As the people were filled with expectation, and all were questioning in their hearts concerning John, whether he might be the Messiah, John answered all of them by saying, ‘I baptize you with water; but one who is more powerful than I is coming; I am not worthy to untie the thong of his sandals. He will baptize you with the Holy Spirit and fire. His winnowing-fork is in his hand, to clear his threshing-floor and to gather the wheat into his granary; but the chaff he will burn with unquenchable fire.’
So, with many other exhortations, he proclaimed the good news to the people. (NRSV)
Once again we find John the Baptiser encouraging people to look to God in anticipation and hope. His is an advent calling if ever there was one: Prepare well for God is on the move.
In a time when celebrity seems to be the focus and direction of so many lives, the lack of ambition displayed by John may seem odd. Indeed to our western ears – and maybe to those of every age and culture – his action may require explanation: Why does John play himself down? Is he really beyond ambition? Would he not make a great Messiah?
In the eyes of many who listened there is no better option. He has filled them with expectation, confronted evil, turned hearts from selfishness, baptised into a new way of living. Surely even John could reason that good could come out of a messianic claim?
Our passage offers no evidence of John’s wrestling with the expectation of these followers. There is no scene of doubt or struggle with the temptation to power. It reads almost as if he is immune to all the hype.
Of course this does not mean that he was not tempted or even asked of God whether this role might be his. Perhaps all we know, and need to know, is that John found the strength to resist the expectation he nurtured being directed at himself. Whenever people asked for his messianic credentials he pointed to another. Indeed he seems to have a pre-prepared answer emphasising the vast gap between the ‘worth’ of himself and that of the one who is ‘coming’.
He knows of one who will be greater still.
I can not help wondering at how John arrived at such a position. Did he grow up hearing stories of the strange events surrounding his birth and that of his cousin? Did he ask his father, the high priest Zechariah, what it all meant? Did he learn of his future when his mother told of his pre-birth encounter with the ‘Holy Spirit’? Was there ever tension between his cousin Jesus and himself? Did his prepared answer emerge out of a now dead belief that he really was ‘The One’? Sometimes the greatest insights emerge painfully and slowly.
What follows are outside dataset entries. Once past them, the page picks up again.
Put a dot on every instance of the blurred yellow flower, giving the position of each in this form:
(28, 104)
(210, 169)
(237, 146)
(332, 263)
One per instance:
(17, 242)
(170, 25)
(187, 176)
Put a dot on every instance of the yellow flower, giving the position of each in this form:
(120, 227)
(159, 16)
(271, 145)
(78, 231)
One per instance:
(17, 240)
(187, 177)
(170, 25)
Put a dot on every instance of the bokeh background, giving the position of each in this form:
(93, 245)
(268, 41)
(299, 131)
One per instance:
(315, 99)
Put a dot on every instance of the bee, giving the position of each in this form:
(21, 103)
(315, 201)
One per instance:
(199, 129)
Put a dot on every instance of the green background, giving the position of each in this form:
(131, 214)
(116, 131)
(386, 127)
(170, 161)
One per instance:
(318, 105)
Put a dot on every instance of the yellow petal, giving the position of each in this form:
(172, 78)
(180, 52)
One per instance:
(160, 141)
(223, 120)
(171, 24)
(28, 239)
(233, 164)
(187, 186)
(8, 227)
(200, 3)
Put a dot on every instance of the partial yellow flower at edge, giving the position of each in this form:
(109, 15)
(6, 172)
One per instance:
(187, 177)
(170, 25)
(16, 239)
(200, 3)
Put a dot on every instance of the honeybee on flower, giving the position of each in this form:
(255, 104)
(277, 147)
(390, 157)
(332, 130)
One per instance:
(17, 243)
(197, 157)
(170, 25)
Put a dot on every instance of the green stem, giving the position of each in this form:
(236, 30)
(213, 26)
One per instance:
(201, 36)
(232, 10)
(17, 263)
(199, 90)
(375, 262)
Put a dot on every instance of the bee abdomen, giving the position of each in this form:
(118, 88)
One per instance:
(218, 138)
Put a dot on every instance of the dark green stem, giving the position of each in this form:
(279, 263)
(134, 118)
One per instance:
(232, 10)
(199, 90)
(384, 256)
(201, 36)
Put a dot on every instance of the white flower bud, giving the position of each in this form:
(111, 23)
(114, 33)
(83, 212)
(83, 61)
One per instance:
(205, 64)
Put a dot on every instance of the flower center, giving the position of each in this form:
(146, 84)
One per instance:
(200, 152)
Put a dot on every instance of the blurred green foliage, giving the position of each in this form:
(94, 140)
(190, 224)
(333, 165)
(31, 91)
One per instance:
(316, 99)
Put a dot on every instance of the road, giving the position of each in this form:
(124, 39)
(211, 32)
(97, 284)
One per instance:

Of course, it may not have happened this way. John may have witnessed a dramatic vision or had a life-changing dream. All we really know is that, in a power-grabbing world, John found the humility to point those who were attracted to his message to another.
Of course, even John could see the parallels. He made a successful mission of water baptism that the Messiah himself built on – baptising with both ‘the Holy Spirit and fire’. Jesus too will be contrivercial enough to be known as one who gathers and separates his harvest. They will both know the fury and wrath of the authorities. Each will lose his life.
Yes, there are strong similarities.
But despite this, from the outset John, and our author, Luke, would have us know that Jesus will take things to a whole new level. So much so that the ministry of John, while being honoured and remembered, will take a backseat. From here he will move through prison, doubt, and death.
But in the four accounts of the life of Jesus, John will forever live in the memory of the faithful as one who ‘proclaimed the good news to the people’.
An epitaph worthy of our gratitude, remembrance, and emulation.